Fifty-eight years after the cataclysm, the first war broke out among two neighboring fiefdoms. Fuhrer Sieger of Goethe and General Marduk of Babylon clashed over a deposit of gold just inside of the Babylonian border, extending underground into Goethian territory. The fighting was bloody and long, both sides having been hardened in the wars against orcs dwelling in the jungles nearby. Sieger's forces prevailed against Marduk's in a matter of three months, but sealed their own doom in the process. As they razed Babylon, the orcs and ogres in the surrounding forest massed and stormed Goethe. By the time Sieger's troops had finished their atrocities upon the citizenry of Babylon, they found themselves returning to burnt-out husks where they had once lived, and streets running red with blood. As for Fuhrer Sieger, all that was found of him was his head in the center of the town - orcs believed that by eating the body of their enemy's leader, they could crush the enemy's people forever under their heel. The sight of their homeplace burnt and their citizens dead drove home the horror of their own actions towards the Babylonians. General Schumer, the highest ranking Goethian left alive, lead the Goethians on one last mission, completing the circle of violence with a suicidal attack on the orcen tribe which had razed Goethe. To this day, the ruins of both Goethe and Babylon still stand as mute testimonies against feudal warfare.

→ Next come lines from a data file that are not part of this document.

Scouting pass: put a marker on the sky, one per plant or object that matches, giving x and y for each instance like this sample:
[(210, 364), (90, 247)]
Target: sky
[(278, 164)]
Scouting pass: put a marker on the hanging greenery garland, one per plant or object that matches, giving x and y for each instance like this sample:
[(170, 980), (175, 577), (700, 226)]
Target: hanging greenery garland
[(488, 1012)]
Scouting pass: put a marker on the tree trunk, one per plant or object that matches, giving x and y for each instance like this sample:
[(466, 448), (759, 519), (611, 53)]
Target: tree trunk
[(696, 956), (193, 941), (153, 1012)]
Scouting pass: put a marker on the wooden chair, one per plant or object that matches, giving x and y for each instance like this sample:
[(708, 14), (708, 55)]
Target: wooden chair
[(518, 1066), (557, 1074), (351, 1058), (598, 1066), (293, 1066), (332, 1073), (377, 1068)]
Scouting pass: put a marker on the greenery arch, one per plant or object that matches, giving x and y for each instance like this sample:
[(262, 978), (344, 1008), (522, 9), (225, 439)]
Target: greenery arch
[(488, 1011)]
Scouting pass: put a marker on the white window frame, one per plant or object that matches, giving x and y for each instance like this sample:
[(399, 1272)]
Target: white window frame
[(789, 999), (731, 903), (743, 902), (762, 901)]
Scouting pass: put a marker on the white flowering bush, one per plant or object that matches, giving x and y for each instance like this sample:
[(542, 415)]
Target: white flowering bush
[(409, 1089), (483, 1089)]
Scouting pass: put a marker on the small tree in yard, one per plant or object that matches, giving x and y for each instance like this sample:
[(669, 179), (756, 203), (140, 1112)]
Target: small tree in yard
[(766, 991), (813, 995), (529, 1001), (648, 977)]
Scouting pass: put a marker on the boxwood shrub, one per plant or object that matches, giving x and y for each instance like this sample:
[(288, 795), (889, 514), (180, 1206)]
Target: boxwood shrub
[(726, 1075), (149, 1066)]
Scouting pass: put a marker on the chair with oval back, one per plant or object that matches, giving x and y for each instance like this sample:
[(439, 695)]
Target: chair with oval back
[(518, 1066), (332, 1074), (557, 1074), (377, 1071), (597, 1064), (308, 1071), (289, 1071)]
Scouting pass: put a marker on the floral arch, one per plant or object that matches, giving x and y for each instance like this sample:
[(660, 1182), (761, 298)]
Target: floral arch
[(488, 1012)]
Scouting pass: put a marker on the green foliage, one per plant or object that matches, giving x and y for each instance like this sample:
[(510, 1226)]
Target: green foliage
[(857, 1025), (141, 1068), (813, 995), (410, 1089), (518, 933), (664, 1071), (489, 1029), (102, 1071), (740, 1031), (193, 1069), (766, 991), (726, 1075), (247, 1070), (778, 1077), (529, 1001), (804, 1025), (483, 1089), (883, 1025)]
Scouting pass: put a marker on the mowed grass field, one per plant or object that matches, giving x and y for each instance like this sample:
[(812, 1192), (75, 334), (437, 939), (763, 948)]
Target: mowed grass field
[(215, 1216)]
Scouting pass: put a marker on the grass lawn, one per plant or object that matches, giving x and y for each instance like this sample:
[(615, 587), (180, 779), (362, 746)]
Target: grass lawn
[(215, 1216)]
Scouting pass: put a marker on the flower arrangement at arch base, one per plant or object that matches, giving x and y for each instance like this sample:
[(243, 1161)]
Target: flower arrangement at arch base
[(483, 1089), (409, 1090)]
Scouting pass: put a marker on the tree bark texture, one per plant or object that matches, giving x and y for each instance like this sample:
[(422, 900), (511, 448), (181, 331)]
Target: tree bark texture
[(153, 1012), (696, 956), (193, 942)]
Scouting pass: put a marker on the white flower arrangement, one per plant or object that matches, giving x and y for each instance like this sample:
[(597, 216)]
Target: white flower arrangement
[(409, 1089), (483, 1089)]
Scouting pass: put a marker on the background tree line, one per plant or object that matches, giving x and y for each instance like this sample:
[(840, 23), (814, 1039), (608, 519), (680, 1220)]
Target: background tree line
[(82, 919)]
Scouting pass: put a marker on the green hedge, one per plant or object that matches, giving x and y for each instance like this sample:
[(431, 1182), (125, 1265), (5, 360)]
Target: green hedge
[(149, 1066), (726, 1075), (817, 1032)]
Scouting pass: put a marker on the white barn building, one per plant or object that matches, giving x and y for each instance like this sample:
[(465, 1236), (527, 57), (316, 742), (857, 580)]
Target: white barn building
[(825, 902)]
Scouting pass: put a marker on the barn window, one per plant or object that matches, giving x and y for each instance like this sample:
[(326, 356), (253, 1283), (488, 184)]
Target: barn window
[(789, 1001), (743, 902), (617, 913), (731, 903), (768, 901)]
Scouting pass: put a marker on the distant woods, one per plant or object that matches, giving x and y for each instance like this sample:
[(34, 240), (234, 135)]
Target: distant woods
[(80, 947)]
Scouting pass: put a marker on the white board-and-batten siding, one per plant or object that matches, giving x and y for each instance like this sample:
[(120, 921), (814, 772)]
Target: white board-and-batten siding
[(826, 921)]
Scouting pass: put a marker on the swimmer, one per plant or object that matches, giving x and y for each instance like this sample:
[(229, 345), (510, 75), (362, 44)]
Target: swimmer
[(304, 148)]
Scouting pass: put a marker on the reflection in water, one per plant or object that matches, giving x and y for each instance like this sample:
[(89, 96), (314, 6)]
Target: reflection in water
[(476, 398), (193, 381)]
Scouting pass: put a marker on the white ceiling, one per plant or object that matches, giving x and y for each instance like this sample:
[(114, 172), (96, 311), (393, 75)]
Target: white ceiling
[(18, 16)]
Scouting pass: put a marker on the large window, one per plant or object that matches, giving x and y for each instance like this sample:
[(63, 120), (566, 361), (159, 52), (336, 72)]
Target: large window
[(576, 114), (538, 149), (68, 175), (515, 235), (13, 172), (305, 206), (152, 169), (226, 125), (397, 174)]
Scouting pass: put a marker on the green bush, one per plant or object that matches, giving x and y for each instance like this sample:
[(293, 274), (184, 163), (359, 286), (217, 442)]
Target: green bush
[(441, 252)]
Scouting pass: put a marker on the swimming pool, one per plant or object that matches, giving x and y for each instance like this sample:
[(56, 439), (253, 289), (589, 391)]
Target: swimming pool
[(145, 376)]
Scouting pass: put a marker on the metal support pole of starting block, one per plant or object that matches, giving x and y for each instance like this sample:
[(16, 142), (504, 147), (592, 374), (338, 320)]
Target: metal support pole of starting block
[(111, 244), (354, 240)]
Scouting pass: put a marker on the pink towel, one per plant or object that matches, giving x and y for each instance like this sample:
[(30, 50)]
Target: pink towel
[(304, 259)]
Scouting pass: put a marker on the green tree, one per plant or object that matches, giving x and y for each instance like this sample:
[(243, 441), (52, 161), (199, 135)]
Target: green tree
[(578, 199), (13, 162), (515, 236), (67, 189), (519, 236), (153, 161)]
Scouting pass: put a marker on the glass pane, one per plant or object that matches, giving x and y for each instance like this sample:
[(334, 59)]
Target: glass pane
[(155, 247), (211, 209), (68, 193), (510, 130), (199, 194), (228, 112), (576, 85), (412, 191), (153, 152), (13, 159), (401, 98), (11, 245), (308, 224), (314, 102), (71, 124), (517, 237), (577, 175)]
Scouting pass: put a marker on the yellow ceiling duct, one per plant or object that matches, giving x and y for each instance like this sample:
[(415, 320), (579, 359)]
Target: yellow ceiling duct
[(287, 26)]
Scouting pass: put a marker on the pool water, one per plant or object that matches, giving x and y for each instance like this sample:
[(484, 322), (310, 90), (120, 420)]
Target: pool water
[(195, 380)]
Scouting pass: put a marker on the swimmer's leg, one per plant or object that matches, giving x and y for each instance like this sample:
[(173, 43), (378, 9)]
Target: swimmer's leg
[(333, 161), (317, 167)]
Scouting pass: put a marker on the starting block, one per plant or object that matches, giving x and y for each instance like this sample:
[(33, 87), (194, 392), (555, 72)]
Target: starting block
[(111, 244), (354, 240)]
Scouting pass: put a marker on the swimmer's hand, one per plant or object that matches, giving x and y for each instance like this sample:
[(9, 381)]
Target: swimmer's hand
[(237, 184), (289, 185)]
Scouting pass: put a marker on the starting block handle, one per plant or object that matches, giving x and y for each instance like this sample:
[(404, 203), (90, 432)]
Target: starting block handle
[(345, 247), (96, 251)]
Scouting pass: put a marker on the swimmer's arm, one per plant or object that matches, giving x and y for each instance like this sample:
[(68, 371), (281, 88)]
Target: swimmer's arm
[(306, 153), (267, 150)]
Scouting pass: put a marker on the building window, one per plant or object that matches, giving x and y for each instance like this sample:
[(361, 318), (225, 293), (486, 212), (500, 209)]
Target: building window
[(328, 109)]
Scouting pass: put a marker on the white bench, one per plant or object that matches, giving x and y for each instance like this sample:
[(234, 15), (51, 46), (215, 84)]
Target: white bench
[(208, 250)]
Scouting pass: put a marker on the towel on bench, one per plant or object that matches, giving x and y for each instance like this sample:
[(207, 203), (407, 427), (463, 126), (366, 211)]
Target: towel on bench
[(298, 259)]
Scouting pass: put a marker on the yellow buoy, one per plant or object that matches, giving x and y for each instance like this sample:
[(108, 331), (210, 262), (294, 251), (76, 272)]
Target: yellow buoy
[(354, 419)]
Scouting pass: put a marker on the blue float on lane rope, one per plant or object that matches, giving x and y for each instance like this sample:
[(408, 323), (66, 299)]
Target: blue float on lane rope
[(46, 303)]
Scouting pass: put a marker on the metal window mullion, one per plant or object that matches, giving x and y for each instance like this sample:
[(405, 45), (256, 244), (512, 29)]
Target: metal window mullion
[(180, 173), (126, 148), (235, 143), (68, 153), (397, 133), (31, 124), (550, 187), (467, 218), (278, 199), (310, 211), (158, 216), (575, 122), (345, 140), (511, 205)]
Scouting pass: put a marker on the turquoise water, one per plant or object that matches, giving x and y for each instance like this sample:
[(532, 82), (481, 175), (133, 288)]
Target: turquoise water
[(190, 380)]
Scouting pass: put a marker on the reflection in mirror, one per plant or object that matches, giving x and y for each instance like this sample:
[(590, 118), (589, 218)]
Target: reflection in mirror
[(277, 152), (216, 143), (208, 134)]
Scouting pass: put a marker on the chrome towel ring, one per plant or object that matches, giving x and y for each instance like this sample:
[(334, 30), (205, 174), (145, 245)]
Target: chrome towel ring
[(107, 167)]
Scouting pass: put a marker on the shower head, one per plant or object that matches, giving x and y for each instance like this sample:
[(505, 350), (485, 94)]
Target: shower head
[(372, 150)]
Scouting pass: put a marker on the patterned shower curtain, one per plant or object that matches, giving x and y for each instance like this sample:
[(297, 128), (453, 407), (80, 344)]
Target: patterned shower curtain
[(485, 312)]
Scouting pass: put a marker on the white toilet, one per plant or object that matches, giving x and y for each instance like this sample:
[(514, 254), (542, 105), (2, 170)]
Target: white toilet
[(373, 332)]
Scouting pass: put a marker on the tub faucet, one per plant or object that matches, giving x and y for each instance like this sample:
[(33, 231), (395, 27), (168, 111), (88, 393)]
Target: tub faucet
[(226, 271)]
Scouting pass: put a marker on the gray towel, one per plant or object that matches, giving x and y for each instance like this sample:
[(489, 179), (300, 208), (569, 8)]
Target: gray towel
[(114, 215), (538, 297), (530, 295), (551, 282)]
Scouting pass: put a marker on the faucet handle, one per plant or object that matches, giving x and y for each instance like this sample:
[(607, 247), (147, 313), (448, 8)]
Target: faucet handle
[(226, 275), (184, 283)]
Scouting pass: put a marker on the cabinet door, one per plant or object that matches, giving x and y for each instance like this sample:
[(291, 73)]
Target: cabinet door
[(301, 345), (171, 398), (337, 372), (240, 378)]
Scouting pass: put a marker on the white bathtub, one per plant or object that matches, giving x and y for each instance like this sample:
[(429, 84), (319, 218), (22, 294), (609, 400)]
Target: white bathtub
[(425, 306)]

The tragedy of Babylon and Goethe sparked unrest among the surrounding fiefs; border skirmishes began to develop between the fiefs trying to claim parts of the now desolate kingdoms. When another war broke out between the neighboring kingdoms of Lagrange and McNamara, the aged half-elven general serving as liason between the Foundations and the fighting academies in Shuma was sickened to the point of decisive action. He railroaded his plan through the council, some say not entirely without the threat of force. In the first application of Traveller magic since the cataclysm, the general sent teams of Shuma's finest swordsmasters through simultaneous portals into the centers of the palaces of both warring kingdoms. Other than a few foolish guards who dared to match swords against the best in the land, there were no casualties as the crack strike groups held the rulers at swordpoint, then vanished seconds later as the Travellers summoned them back. The point was made - Shuma had become a military power capable of precision strikes to destroy the rulers of any kingdom it saw fit. The first order from the new capital was that all warfare was to cease immediately. Above all else, the elder council desired peace - as it was the most conducive atmosphere to the restoration of the power of Old Areth. They were also wise, knowing that their corruptible natures prohibited such pure motives from remaining in perpetuity. Therefore, a joint project was undertaken between the Conjurers' Foundation and the Psionicists' Foundation, weaving a persistent and permanent aura into the meeting room of the Elder Council. This aura was designed to literally leach emotion from its occupants, and infuse a desire to carry out whatever steps were necessary for the good of the world as a whole. Any individual, no matter how evil or tyrannical, sitting in the council chambers would make their decisions in consideration of the world overall, and not their own selfish motivations. With this in place, as well as the law that no edict of the Council not proclaimed from the conference room itself could be held valid, the former kings submitted one by one to new positions as feudal lords.
And so began the dawn of the Third Age of Areth, a time characterized by furtherment of the Foundations' studies and the benevolent rule of the Elder Council.